The implication of the anterior mitral leaflet size on septal myectomy outcomes: Does length matter?

This retrospective study investigates whether, in hypertrophic obstructive cardiomyopathy (HOCM), the anterior mitral leaflet (AML) length impacts the outcomes when an isolated septal myectomy is performed as a surgical intervention.

Surgery for hypertrophic cardiomyopathy (HCM) is complex. Typically, the foundation of this procedure is septal myectomy, with the primary goal of alleviating left ventricular outflow tract (LVOT) obstruction. Over time, the mitral valve apparatus has been recognized as a key factor in this pathology. First, from a functional standpoint, as systolic anterior motion (SAM) of the AML in systole plays a crucial role in LVOT obstruction. Second, anatomically, since various mitral abnormalities associated with HCM have been documented, among which is a longer leaflet size in both leaflets compared to controls without the condition.

These findings have led many surgical teams to integrate techniques to reduce AML size (e.g., plication, resection) alongside septal myectomy to achieve greater and more effective LVOT obstruction relief. Although these techniques have been successfully reported in current literature, fewer studies describe surgical outcomes after extensive isolated septal myectomy without concomitant mitral procedures. Moreover, only a limited number analyze the direct relationship between mitral leaflet length and surgical outcomes following an isolated septal myectomy.

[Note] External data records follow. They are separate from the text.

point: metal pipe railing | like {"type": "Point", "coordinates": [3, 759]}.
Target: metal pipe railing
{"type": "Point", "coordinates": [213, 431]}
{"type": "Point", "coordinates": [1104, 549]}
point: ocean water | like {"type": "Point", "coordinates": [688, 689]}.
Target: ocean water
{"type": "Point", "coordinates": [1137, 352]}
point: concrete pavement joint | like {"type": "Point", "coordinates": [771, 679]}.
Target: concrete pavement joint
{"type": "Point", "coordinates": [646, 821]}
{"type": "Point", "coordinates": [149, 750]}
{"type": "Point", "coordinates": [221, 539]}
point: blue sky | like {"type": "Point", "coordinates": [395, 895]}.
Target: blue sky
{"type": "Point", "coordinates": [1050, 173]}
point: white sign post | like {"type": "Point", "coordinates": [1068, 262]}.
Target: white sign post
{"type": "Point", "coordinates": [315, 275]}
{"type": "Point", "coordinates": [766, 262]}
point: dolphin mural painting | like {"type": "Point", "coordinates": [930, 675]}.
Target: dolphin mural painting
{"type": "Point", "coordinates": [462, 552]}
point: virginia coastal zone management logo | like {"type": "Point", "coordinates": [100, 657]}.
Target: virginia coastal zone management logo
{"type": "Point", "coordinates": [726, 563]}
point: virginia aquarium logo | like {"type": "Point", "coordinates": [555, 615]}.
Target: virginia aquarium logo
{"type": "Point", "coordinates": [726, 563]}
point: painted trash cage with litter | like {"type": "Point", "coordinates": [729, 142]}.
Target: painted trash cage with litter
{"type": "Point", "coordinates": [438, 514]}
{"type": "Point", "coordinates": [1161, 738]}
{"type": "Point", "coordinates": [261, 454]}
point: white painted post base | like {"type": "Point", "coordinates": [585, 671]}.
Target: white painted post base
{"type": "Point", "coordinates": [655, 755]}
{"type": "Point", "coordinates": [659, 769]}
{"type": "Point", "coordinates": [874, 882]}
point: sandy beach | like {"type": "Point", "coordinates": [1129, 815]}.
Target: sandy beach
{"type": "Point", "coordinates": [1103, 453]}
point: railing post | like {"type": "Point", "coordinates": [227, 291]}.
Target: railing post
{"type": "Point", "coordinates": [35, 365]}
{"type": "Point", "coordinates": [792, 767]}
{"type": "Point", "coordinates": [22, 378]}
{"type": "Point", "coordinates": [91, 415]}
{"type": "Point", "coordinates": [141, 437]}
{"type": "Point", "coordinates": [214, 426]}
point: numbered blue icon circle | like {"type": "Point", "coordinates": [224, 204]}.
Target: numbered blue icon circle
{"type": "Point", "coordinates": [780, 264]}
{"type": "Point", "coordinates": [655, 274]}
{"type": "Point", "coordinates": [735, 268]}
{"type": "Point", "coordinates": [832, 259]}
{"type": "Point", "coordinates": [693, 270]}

The primary aim of this study was to determine whether AML length influences surgical outcomes following extensive isolated septal myectomy for LVOT obstruction in HCM. The primary outcome measure was the reduction in LVOT gradient after isolated septal myectomy, while secondary outcomes included reductions in mitral regurgitation (MR) and the incidence of postoperative SAM. Additional relevant variables, such as posterior leaflet length and coaptation height, were also analyzed. To this end, a comparison of pre-procedural mitral leaflet lengths was conducted between the series of HCM patients undergoing septal myectomy and a control cohort undergoing surgery for other pathologies. A total of 564 HCM patients were treated with isolated septal myectomy, without any pre-planned mitral procedure. These patients were compared to controls undergoing coronary artery bypass grafting (CABG, n=90) and aortic valve replacement (AVR, n=92). Among the patients treated with septal myectomy, 74.5% (n=420) underwent isolated septal myectomy, while the remainder had CABG or AVR as concomitant procedures. Furthermore, 6.4% (n=36) and 1.4% (n=8) underwent concurrent mitral valve repair or replacement, respectively, for intrinsic pathology, and were excluded from the analysis.

A cut-off point for excessive AML length was set at 30 mm, categorizing patients into those with AML ≥30 mm (n=264) and those with AML <30 mm (n=300). Significant differences in patient distribution were observed between groups, as well as in pre- and intraoperative characteristics that could potentially impact outcomes. Bivariate analysis revealed an association between AML length, posterior leaflet length, and coaptation height with the development of postoperative SAM and the degree of residual MR, which was not significant in the multivariable model. HCM patients had an average AML length 5 mm longer than the control cohort.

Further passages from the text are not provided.